Scalable Physics-Inspired Transformers for Spin Glasses
2026-06-22 • Machine Learning
Machine Learning
AI summaryⓘ
The authors designed a new transformer model inspired by physics to better study complicated spin glass systems, which are important in physics and optimization. They improved how the model pays attention to key parts of the data and used faster sampling methods to speed up simulations on large systems significantly. Their approach allows detailed analysis of important quantities like probability distributions and free energies in models where previous machine-learning methods struggled. This work helps scientists simulate bigger and more complex spin glasses efficiently on a single GPU.
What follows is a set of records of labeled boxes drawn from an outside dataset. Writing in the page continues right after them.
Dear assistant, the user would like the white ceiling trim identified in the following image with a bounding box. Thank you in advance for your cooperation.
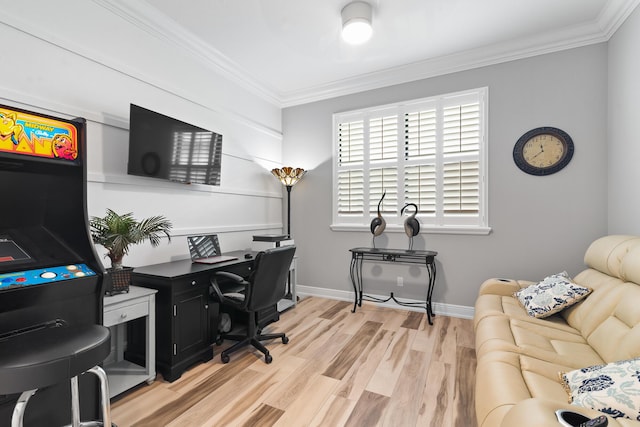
[93,0,640,108]
[93,0,281,105]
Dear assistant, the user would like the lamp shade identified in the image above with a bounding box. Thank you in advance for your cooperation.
[271,166,305,187]
[341,1,373,44]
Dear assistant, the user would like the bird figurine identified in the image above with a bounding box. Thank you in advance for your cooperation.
[371,191,387,237]
[400,203,420,238]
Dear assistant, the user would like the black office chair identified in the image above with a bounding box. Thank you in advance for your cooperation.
[211,246,296,363]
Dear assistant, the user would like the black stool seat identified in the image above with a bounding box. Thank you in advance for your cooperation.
[0,325,111,394]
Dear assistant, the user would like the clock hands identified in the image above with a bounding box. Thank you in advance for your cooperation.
[531,144,544,159]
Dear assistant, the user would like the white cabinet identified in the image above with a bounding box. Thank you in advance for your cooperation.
[103,286,158,397]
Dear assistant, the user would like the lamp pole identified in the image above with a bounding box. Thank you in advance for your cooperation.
[286,185,293,238]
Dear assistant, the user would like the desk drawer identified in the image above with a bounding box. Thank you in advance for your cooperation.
[102,302,149,327]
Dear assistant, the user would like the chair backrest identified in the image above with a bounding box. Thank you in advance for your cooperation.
[245,246,296,311]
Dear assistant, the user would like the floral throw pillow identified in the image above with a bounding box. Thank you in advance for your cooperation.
[560,358,640,421]
[514,271,591,319]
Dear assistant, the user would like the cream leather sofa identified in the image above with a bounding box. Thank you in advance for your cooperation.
[474,236,640,427]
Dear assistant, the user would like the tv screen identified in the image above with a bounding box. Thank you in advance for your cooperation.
[127,104,222,185]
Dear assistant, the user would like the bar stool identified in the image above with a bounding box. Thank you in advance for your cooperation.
[0,324,111,427]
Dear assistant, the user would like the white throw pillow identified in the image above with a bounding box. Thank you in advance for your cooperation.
[560,359,640,421]
[514,271,591,319]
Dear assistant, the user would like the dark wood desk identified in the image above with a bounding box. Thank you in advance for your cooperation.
[125,251,256,382]
[349,248,438,325]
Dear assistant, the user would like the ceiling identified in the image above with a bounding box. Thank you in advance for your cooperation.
[106,0,640,106]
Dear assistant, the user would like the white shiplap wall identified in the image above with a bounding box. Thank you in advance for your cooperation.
[0,0,282,266]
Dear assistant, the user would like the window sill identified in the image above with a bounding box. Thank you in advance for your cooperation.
[330,224,491,236]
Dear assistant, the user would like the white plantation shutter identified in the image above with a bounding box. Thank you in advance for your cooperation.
[369,116,398,163]
[334,88,488,232]
[369,167,398,215]
[338,120,364,215]
[443,101,481,215]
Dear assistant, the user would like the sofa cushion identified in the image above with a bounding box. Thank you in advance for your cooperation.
[560,358,640,420]
[514,272,591,319]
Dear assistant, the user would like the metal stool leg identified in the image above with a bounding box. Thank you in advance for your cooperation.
[87,366,111,427]
[71,377,80,427]
[64,366,111,427]
[11,388,38,427]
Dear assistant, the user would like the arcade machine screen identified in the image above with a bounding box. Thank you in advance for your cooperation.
[0,105,103,425]
[0,106,96,291]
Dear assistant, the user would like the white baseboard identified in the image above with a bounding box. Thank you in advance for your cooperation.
[296,285,474,319]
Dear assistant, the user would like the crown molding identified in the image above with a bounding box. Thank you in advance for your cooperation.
[15,0,640,108]
[93,0,281,105]
[281,0,640,107]
[93,0,640,108]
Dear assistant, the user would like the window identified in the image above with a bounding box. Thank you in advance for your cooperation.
[332,88,489,233]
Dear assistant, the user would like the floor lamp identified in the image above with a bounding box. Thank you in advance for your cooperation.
[271,166,305,239]
[271,166,304,303]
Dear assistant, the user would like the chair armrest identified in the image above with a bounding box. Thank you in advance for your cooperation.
[209,271,249,309]
[214,271,249,285]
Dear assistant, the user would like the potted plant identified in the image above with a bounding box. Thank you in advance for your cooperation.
[89,209,173,294]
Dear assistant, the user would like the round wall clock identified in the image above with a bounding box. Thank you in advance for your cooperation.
[513,127,574,175]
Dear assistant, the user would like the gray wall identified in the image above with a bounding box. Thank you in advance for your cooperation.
[608,9,640,234]
[283,44,607,312]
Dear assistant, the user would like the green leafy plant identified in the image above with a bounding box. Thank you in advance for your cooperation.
[89,209,173,270]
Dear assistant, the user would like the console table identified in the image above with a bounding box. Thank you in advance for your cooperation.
[349,248,438,325]
[103,286,158,397]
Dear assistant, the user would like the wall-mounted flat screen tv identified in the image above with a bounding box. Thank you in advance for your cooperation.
[127,104,222,185]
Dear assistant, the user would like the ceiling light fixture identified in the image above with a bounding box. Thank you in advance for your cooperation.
[341,1,373,44]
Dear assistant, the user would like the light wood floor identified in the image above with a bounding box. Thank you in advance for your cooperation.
[112,297,477,427]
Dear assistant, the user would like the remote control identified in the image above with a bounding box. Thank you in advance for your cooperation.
[580,415,609,427]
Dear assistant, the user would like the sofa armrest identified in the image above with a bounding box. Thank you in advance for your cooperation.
[500,398,640,427]
[478,278,534,296]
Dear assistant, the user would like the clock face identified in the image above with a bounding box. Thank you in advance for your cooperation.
[513,127,574,175]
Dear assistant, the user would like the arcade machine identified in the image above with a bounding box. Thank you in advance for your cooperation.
[0,105,103,426]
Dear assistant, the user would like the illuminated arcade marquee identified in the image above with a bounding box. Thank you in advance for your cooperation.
[0,108,78,161]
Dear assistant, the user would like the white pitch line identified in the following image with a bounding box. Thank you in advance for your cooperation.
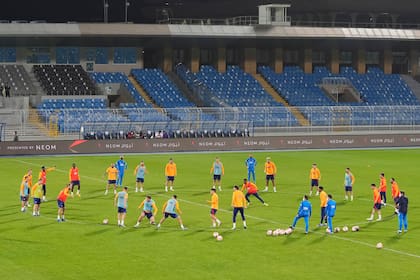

Boltzmann distributionspin glasstransformersparse attentionpositional embeddingsFlashAttentionSherrington-Kirkpatrick modelEdwards-Anderson modelvariational autoregressive networksstatistical mechanics
Authors
Lu Zhong, Wenli Duan, Jing Liu, Pan Zhang, Ying Tang
Abstract
Efficient sampling of the Boltzmann distribution in frustrated spin glasses is central to statistical mechanics and combinatorial optimization. Despite advances in machine-learning-based approaches, two issues persist: limited understanding of why variational models fail to benefit from increased scale, unlike the monotonic scaling law of large language models; and high computational cost on large systems that negates advantages over classical sampling methods. Here, we develop a physics-inspired transformer with interpretable sparse attention and spin-tailored positional embeddings to address these challenges. By further leveraging FlashAttention for parallel ancestral sampling, it achieves up to two orders of magnitude speedup over vanilla variational autoregressive networks, enabling neural-network simulations of spin-glass systems to unprecedented sizes on a single GPU. It can resolve full probability distributions, free energies, and overlap statistics across temperatures, for Sherrington-Kirkpatrick and 2D or 3D Edwards-Anderson models, where existing machine-learning methods encounter limitations at certain temperatures. This framework thus establishes a scalable paradigm for frustrated spin-glass systems.